I disagree, and I'm a photographer. ISO 160, f/5.6, 1/60 second. Do the math and prove your point.

Secondly, the LM was between Armstrong and the Sun, so no direct sunlight was hitting that area

Nobody is claiming direct sunlight penetrates the shadow. The sunlight is interreflected from several sources through several lighting "nodes".

Shadow means 'lack of light'.

In whose dictionary? Shadow is the occlusion of a light source. It does not mean lack of light.

... I say that your wrong!

Prove I'm wrong. Photographers do exactly this all the time, on purpose, with similar effects. Have you ever been on an exterior film set? I have. Several times. Guess what they use for fill light: reflected sunlight.

Also in an earlier conversation somebody said that the suits were so reflective because they were made from pieces of glass. If this is the case, doesn't glass melt at high heat?

I was the one who made the comment, and this rejoinder is about the stupidest thing I've ever heard.

How would the glass heat up? Well, you could say it's in the sunlight and the sun is heating it up. But how much does the sun heat it up? Not very much: the glass was chosen because it's reflective. And in that way it reflects away the light which would have been converted to heat. It was chosen because it has the optical properties that keep it from heating up.

You could say it's in contact with hot surfaces. But what hot surfaces? Aluminum? Steel? Other equipment brought with the astronauts? That all reflects away light too so it doesn't get very hot. The lunar surface and lunar rocks? They absorb a lot of heat and get up to 180 C. Well, that's after hot-soaking in the lunar sun for about a week, not just after sunrise which is when the lunar landings took place.

But let's take the worst case scenario -- a very hot rock at 200 C at high noon on the moon. What would that do to a suit whose outer layer is made of glass, when glass melts at the lowest at 500 C, and typically around 1600 C?

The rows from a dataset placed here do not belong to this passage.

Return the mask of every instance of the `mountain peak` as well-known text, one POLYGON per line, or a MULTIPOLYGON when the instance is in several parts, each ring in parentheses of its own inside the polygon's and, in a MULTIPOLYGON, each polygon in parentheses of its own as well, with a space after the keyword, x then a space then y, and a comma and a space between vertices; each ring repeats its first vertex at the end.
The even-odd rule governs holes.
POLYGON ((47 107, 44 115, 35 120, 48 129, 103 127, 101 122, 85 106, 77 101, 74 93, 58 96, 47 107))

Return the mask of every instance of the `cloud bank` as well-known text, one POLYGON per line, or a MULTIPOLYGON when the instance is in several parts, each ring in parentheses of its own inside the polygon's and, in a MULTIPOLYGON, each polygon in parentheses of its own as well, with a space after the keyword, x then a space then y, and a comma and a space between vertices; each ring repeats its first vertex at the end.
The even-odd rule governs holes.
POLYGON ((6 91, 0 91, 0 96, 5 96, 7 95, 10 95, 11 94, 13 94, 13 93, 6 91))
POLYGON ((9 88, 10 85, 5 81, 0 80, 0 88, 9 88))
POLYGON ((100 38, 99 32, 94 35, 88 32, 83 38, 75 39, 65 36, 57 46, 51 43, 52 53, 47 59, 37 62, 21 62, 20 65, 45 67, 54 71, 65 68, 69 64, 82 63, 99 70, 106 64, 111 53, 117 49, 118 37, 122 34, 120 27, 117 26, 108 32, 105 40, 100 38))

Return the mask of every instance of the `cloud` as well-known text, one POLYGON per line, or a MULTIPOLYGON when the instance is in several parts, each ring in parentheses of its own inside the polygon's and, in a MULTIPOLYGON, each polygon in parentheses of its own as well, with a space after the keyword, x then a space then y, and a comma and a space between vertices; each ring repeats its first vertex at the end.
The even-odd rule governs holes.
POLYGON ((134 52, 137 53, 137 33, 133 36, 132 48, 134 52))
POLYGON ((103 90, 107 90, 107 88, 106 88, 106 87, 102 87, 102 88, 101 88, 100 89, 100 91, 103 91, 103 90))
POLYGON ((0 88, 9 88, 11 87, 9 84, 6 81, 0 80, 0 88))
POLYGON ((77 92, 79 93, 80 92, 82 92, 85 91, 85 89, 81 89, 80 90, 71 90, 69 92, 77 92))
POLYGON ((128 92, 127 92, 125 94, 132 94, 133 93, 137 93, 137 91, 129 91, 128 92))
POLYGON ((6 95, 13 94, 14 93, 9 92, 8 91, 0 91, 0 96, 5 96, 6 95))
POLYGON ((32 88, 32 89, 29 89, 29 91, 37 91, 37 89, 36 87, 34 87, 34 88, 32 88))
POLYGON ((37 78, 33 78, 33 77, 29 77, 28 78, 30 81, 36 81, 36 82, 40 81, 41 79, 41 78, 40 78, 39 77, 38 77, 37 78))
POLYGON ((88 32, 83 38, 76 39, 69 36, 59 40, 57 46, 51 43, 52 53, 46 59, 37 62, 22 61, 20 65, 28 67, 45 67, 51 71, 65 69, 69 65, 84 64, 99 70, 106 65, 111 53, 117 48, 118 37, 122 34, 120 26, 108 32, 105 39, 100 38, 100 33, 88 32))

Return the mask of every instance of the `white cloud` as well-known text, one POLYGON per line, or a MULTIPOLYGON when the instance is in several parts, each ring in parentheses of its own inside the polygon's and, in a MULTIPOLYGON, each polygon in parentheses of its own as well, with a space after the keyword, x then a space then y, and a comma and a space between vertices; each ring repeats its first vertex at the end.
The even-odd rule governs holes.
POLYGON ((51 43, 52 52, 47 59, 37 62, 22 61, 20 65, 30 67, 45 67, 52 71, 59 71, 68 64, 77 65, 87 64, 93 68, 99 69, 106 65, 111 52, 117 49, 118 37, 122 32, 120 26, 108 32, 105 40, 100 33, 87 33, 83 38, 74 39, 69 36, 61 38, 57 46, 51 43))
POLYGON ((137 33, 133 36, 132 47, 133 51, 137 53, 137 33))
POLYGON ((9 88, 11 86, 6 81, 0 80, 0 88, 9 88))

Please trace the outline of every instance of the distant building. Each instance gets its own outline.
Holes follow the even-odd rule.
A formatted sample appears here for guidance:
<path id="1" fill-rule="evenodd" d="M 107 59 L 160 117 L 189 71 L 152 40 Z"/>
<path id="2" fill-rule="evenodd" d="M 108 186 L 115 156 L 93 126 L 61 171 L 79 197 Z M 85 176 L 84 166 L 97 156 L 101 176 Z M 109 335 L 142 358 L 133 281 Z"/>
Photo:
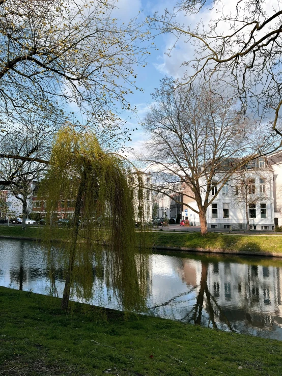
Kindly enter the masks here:
<path id="1" fill-rule="evenodd" d="M 141 182 L 138 181 L 140 179 Z M 128 182 L 135 220 L 137 222 L 143 220 L 152 222 L 153 198 L 152 191 L 149 189 L 151 184 L 151 173 L 139 171 L 133 172 L 128 176 Z"/>
<path id="2" fill-rule="evenodd" d="M 20 195 L 19 195 L 20 197 Z M 22 214 L 22 203 L 6 186 L 0 186 L 0 199 L 6 203 L 8 209 L 8 214 L 7 211 L 0 211 L 0 219 L 6 219 L 7 217 L 17 218 Z M 27 199 L 27 212 L 32 211 L 31 197 Z M 10 214 L 9 213 L 10 213 Z"/>

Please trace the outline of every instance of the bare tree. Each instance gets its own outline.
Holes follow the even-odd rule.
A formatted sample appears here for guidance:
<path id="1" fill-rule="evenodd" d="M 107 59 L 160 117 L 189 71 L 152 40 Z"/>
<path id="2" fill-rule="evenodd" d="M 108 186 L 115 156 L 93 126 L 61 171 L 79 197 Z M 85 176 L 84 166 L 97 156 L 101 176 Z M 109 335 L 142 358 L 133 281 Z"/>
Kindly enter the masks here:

This discussion is deteriorating very rapidly. Unless you can provide evidence, aside from handwaving and foot stomping, that there was insufficient light for photography in the LM's shadow, I don't think you're going to make much headway. I'm an engineer. I require proof in the form of luminance, radiant power, and excitation energy for the films in question. If you can't provide that, you can't claim it was impossible.